June 28, 2008

Good batters at risk of Homers

Regardless of whether a home plate umpire has a secret passion to star before the home crowd (known as a Homer) or is simply making bad calls, as a batter, you have no time to whimper over spilled strikeouts.

Of course, the first time a home plate umpire calls you out on strikes on a pitch obviously outside the strike zone, you need to take that as a warning sign. For example, in the June 27 Cardinals/Royals game at Kauffman Stadium, Yadier Molina got called out looking at strike three on a ball low and outside. He cried a river back to the dugout, and rightfully so, but hopefully had shaken it off and went on with his next baseball task.
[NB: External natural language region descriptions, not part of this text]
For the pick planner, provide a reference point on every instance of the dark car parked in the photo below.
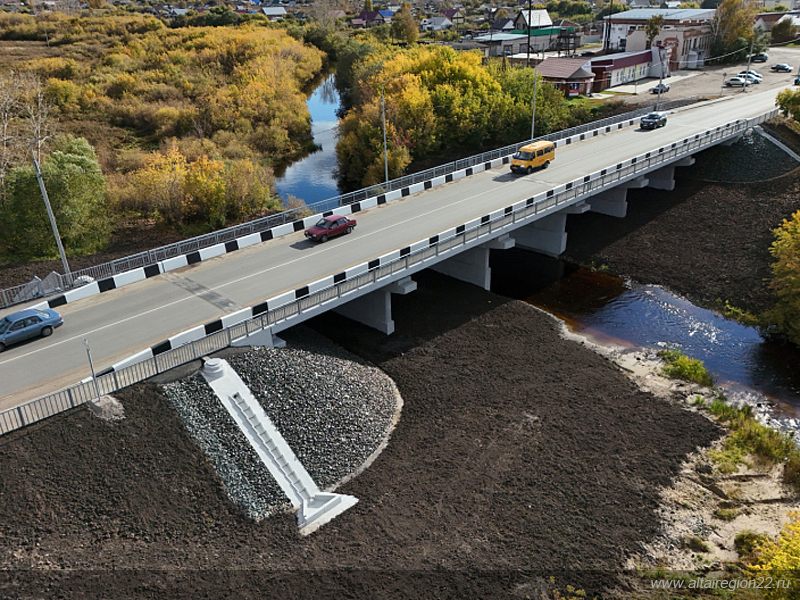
(653, 120)
(330, 226)
(27, 324)
(660, 88)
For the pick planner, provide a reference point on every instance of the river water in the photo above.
(604, 308)
(312, 179)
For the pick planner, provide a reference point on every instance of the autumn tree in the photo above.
(76, 188)
(652, 28)
(438, 104)
(785, 282)
(784, 31)
(732, 29)
(404, 26)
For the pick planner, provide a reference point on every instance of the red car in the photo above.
(328, 227)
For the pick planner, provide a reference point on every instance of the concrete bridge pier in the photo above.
(664, 178)
(614, 202)
(375, 308)
(472, 266)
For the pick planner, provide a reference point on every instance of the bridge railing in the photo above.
(58, 283)
(522, 212)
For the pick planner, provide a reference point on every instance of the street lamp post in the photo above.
(91, 366)
(533, 113)
(53, 225)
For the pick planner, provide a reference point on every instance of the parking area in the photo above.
(709, 80)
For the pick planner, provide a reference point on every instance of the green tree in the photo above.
(786, 277)
(783, 31)
(76, 188)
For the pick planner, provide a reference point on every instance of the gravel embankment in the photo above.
(333, 413)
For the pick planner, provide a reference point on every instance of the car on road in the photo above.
(736, 82)
(26, 324)
(750, 77)
(653, 120)
(330, 226)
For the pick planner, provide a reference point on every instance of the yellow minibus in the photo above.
(532, 156)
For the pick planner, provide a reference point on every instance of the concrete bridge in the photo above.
(246, 290)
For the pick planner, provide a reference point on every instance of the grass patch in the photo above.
(680, 366)
(726, 514)
(695, 544)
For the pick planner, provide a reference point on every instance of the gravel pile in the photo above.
(333, 413)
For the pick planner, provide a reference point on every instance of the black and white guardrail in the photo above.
(119, 280)
(543, 202)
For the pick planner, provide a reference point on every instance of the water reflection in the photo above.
(312, 179)
(609, 311)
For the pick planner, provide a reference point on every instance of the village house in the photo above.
(628, 67)
(572, 76)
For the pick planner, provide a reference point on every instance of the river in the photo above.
(604, 308)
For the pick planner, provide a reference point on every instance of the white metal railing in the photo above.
(522, 213)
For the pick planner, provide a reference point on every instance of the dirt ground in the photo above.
(519, 455)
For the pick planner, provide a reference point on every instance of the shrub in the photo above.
(680, 366)
(749, 437)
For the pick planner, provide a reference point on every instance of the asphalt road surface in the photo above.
(130, 319)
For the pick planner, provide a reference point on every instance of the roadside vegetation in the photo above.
(180, 126)
(440, 105)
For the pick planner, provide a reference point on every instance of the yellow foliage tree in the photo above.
(786, 277)
(780, 560)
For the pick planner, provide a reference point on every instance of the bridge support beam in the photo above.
(264, 338)
(546, 236)
(375, 309)
(472, 266)
(664, 178)
(731, 141)
(614, 202)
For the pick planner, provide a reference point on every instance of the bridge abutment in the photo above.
(375, 309)
(546, 236)
(664, 178)
(265, 338)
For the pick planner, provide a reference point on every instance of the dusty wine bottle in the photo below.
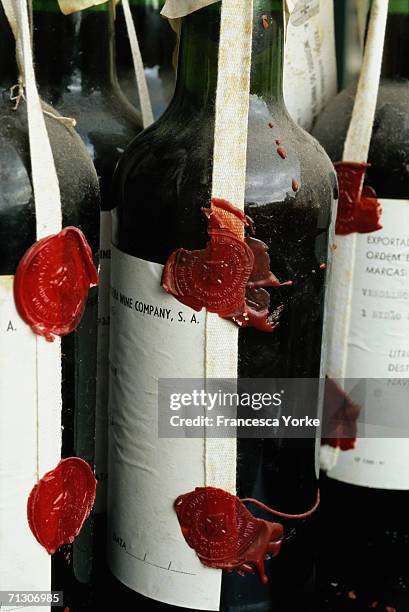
(157, 42)
(162, 182)
(33, 425)
(365, 498)
(76, 71)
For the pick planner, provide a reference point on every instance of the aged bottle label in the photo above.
(378, 351)
(152, 336)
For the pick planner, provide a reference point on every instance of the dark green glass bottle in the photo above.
(157, 42)
(364, 530)
(77, 73)
(71, 565)
(162, 182)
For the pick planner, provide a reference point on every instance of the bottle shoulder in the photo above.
(164, 177)
(77, 179)
(389, 149)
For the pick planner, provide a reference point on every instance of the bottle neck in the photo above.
(198, 55)
(74, 52)
(395, 63)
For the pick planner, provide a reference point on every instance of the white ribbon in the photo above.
(48, 221)
(72, 6)
(143, 92)
(47, 433)
(356, 149)
(229, 179)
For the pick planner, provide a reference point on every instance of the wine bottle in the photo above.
(365, 498)
(76, 70)
(26, 437)
(157, 42)
(162, 182)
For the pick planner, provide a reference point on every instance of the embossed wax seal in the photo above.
(229, 276)
(60, 502)
(358, 208)
(52, 282)
(224, 533)
(215, 277)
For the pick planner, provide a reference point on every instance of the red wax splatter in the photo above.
(228, 277)
(52, 282)
(358, 208)
(340, 417)
(60, 502)
(224, 533)
(282, 152)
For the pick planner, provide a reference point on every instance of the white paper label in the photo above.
(310, 72)
(24, 563)
(378, 346)
(101, 416)
(152, 336)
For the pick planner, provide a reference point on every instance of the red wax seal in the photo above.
(224, 533)
(52, 282)
(358, 208)
(227, 277)
(60, 502)
(215, 277)
(340, 417)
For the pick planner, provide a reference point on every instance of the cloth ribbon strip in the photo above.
(358, 209)
(226, 535)
(228, 183)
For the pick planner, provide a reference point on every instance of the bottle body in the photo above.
(366, 493)
(164, 180)
(29, 565)
(76, 71)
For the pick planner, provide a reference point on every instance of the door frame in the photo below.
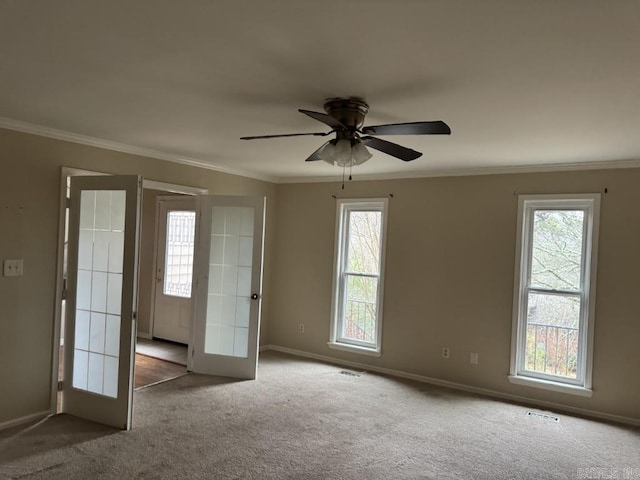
(66, 172)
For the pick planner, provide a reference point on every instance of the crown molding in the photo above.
(467, 172)
(19, 126)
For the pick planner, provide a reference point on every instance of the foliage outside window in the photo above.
(357, 302)
(555, 292)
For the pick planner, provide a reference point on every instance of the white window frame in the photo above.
(527, 205)
(344, 208)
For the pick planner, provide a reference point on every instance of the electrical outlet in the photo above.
(12, 268)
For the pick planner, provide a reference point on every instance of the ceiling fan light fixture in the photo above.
(359, 153)
(345, 153)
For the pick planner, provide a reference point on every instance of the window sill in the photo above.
(549, 385)
(355, 349)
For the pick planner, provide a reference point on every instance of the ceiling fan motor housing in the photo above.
(348, 111)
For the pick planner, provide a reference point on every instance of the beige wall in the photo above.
(449, 278)
(30, 169)
(449, 269)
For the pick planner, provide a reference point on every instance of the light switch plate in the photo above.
(12, 268)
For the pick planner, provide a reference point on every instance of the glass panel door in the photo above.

At that Molina-moment, the rest of the Cardinals' should've taken notice that the home plate umpire was either a) in need of thicker Coke bottle lenses, or b) was a Homer. Yet for the hitters that are good enough to be really tuned into what a ball and and a strike is, it is incredibly difficult to "go fishing" for a ball they've self-trained not to go after. In other words, the better batter you are, the more at risk you are to go down looking at a called third strike if ... the home plate umpire is inconsistent in his strike zone.

Worse, if the home plate umpire is indeed, a Homer, and you are a visiting batter, you're at high risk for the punch-out if your at-bat comes at a critical moment of the game, usually in the later innings when a potential rally is underway, or the tying or lead run is in scoring position, perhaps. And if you happen to be one of the visiting team's hitting stars, well, the Homer has you all lined up for his "inning in the sun" or "inning under the bright lights" if it's a night game.
One of the two scenarios occurred in the same ball game when Albert Pujols took a called third strike that had every appearance of being outside. Was Pujols a victim of his own refined knowledge of the strike zone, or a victim of the masked man? (And we're not talking about the catcher.)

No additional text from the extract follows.